2006 noch Kreisliga: Steinbach Haiger träumt von der 3. Liga

Mit dem TSV Steinbach Haiger rechnet sich ein noch recht unbekannter Klub aus der Regionalliga Südwest große Hoffnungen aus, im Sommer den Aufstieg in die 3. Liga zu schaffen. liga3-online.de stellt den Klub aus dem mittelhessischen Lahn-Dill-Kreis einmal etwas genauer vor.

Sechs Aufstiege in sieben Jahren

Zum 31. Dezember 2017 zählte der Stadtteil Steinbach 811 Einwohner. In der dazugehörigen Stadt Haiger aus dem Regierungsbezirk Gießen waren es Ende 2019 rund 19.300. Es ist ein unauffälliger Ort nahe der Grenze zu Nordrhein-Westfalen. Doch die Chancen stehen gut, dass hier in wenigen Monaten Profifußball gespielt wird und die Region bekannter wird. Denn mit 55 Punkten nach 28 Partien liegt der TSV Steinbach Haiger nur drei Zähler hinter dem Tabellenführer SC Freiburg II. Seit sieben Spielen ist das Team von Trainer Adrian Alipour ungeschlagen.

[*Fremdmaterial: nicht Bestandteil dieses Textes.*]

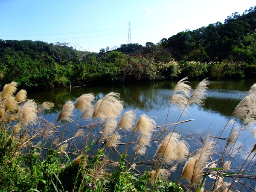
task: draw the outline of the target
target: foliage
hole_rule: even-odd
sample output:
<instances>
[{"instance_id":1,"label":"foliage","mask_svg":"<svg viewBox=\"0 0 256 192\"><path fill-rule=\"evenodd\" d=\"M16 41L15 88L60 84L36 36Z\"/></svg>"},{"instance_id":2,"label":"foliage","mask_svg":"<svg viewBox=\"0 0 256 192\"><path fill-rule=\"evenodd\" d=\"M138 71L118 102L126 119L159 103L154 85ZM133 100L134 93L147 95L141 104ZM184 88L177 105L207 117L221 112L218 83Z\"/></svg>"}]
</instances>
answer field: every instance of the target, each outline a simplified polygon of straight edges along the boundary
<instances>
[{"instance_id":1,"label":"foliage","mask_svg":"<svg viewBox=\"0 0 256 192\"><path fill-rule=\"evenodd\" d=\"M107 47L99 53L66 43L0 39L0 85L15 81L26 89L47 89L186 76L253 77L255 18L256 7L251 7L241 15L228 16L224 23L187 29L156 44L124 44L112 50ZM176 62L177 65L169 64Z\"/></svg>"},{"instance_id":2,"label":"foliage","mask_svg":"<svg viewBox=\"0 0 256 192\"><path fill-rule=\"evenodd\" d=\"M189 64L186 62L181 64ZM232 70L241 66L240 64L230 65L227 64L225 67ZM216 64L213 65L215 66ZM177 105L180 110L180 116L191 105L203 104L209 84L204 79L193 91L186 77L178 82L170 99L169 110L173 105ZM175 130L176 125L184 122L179 122L179 118L174 123L175 125L172 130L167 132L166 125L163 130L152 136L153 130L154 132L157 131L154 129L156 125L152 119L142 114L134 126L135 112L127 111L120 116L122 102L119 100L117 93L109 93L98 99L95 105L93 104L95 98L91 93L83 94L77 98L74 105L70 101L67 102L54 125L40 117L40 113L49 110L53 105L47 102L38 105L26 99L24 90L15 95L17 86L15 82L6 84L0 93L1 191L172 192L182 192L184 189L199 191L206 185L204 181L208 175L214 176L211 177L213 181L210 186L207 187L210 191L238 189L240 187L235 180L242 185L241 189L243 183L246 183L247 187L251 185L250 187L254 187L253 180L251 183L246 182L250 179L249 175L253 175L255 146L242 165L236 164L231 170L231 164L229 162L239 154L233 145L241 131L246 128L244 127L255 124L255 84L228 120L244 122L239 128L232 128L225 141L226 146L219 156L213 154L215 148L219 147L217 142L222 138L221 133L215 137L215 141L207 137L205 142L202 143L202 147L197 150L197 152L189 154L189 144ZM75 108L77 109L75 112ZM88 109L93 109L91 113L87 111ZM82 121L81 118L89 120L86 128L77 127L78 124L76 122L73 124L76 125L75 129L70 131L68 129L73 120L72 117L74 113L79 111L83 113L79 121ZM168 113L169 111L166 121ZM75 131L76 133L74 133ZM255 130L252 133L255 135ZM124 140L122 142L125 142L122 144L126 146L122 154L119 151L123 148L119 146L121 135ZM134 141L136 137L137 141ZM125 142L127 139L129 141ZM137 163L142 163L140 159L145 155L147 146L152 140L162 141L155 155L147 157L151 162L151 168L145 166L145 170L140 172L137 169L138 166L135 161L139 159ZM83 143L83 147L79 148L77 142ZM132 147L134 152L128 154L127 149L134 143L135 146ZM227 153L227 150L231 151ZM111 159L113 156L119 159L118 163ZM209 162L210 159L211 161ZM186 160L185 166L184 160ZM224 161L227 163L224 163ZM215 168L208 168L217 162L218 167L215 165ZM170 174L178 165L183 166L181 177L187 180L189 184L186 186L181 180L173 183L169 180ZM229 177L231 175L232 177Z\"/></svg>"}]
</instances>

An Erfolg haben sie sich beim Klub in den vergangenen Jahren gewöhnt. Von 2009 bis 2016 gelangen sechs Aufstiege, aus der Kreisliga B ging es bis in die Regionalliga. Nur 2013 wurde in der Verbandsliga Mitte ein Jahr Aufstiegspause eingelegt. Ansonsten waren die vergangenen Jahre eine einzige Erfolgsgeschichte. Als "Wahnsinn" bezeichnete Vorstandssprecher Roland Kring den Lauf des Klubs in einem Interview mit dem "Kicker".

Stadion bereits im Umbau

Kring ist als Mäzen mit dem Aufstieg des Vereins fest verbunden. 2007 stieg die Firma Sibre, deren Mitbesitzer er ist, als Hautsponsor ein. Mit den finanziellen Möglichkeiten wurde eine Grundlage für den jetzigen Erfolg geschaffen. Nachdem der Aufstieg in der wegen der Corona-Pandemie abgebrochenen letzten Saison nicht gelang, könnte es ein Jahr später klappen. "Natürlich träumt man jetzt mit jedem Punkt, den man holt, auch von der 3. Liga", so Kring, "Aber ich bin nicht so verbohrt und sage, wir müssen zwingend in diesem Jahr aufsteigen."

Bei einem Aufstieg stellt für die Regionalligisten die Stadionthematik ein großes Problem dar. Der DFB erwartet für die Lizenzerteilung unter anderem ein Stadion für 10.000 Zuschauer. Bei Steinbach Haiger haben sie sich bereits auf dieses Szenario vorbereitet, in den vergangenen Jahren den Umbau des SIBRE-Sportzentrum Haarwasen Haiger begonnen. Bisher hatte der Klub einen Zuschauerschnitt von rund 1.300. Zu Duellen gegen Gießen (knapp 3.500) oder Saarbrücken (rund 3.800) kamen auch mal mehr Zuschauer, als Corona noch kein Thema war. Der Zuschauerrekord (4.204) datiert vom August 2018 als es im DFB-Pokal gegen den FC Augsburg ging. "Wenn wir in der 3. Liga im Schnitt eine zwei vorne hinbekommen, wäre das gut", erklärte Kring.

Umbruch bei Aufstieg nicht vorgesehen

Damit der Traum vom Profifußball wahr wird, muss das Team um die drittliga-erfahrenen Profis Benjamin Kirchhoff (Kapitän/34 Spiele für VfB Stuttgart II) oder auch Raphael Koczor, Sören Eismann und Florian Bichler (zusammen 182 Spiele) in den verbliebenen 14 Partien bis zum Saisonende Mitte Juni Tabellenführer Freiburg einholen. Der Erstplatzierte steigt direkt auf, muss nicht in die Relegation gehen. Einen Umbruch hält Kring nicht für nötig, sollte das gelingen: "Mannheim 2019 oder Saarbrücken 2020, die zuletzt aufgestiegen sind, haben gezeigt, dass das nicht sein muss. Wenn unser Stadion bis zum Aufstieg fertig ausgebaut ist und wir das Geld nutzen können, um die aktuelle Mannschaft noch punktuell zu verstärken, wäre ein Klassenerhalt in der 3. Liga zumindest nicht unrealistisch."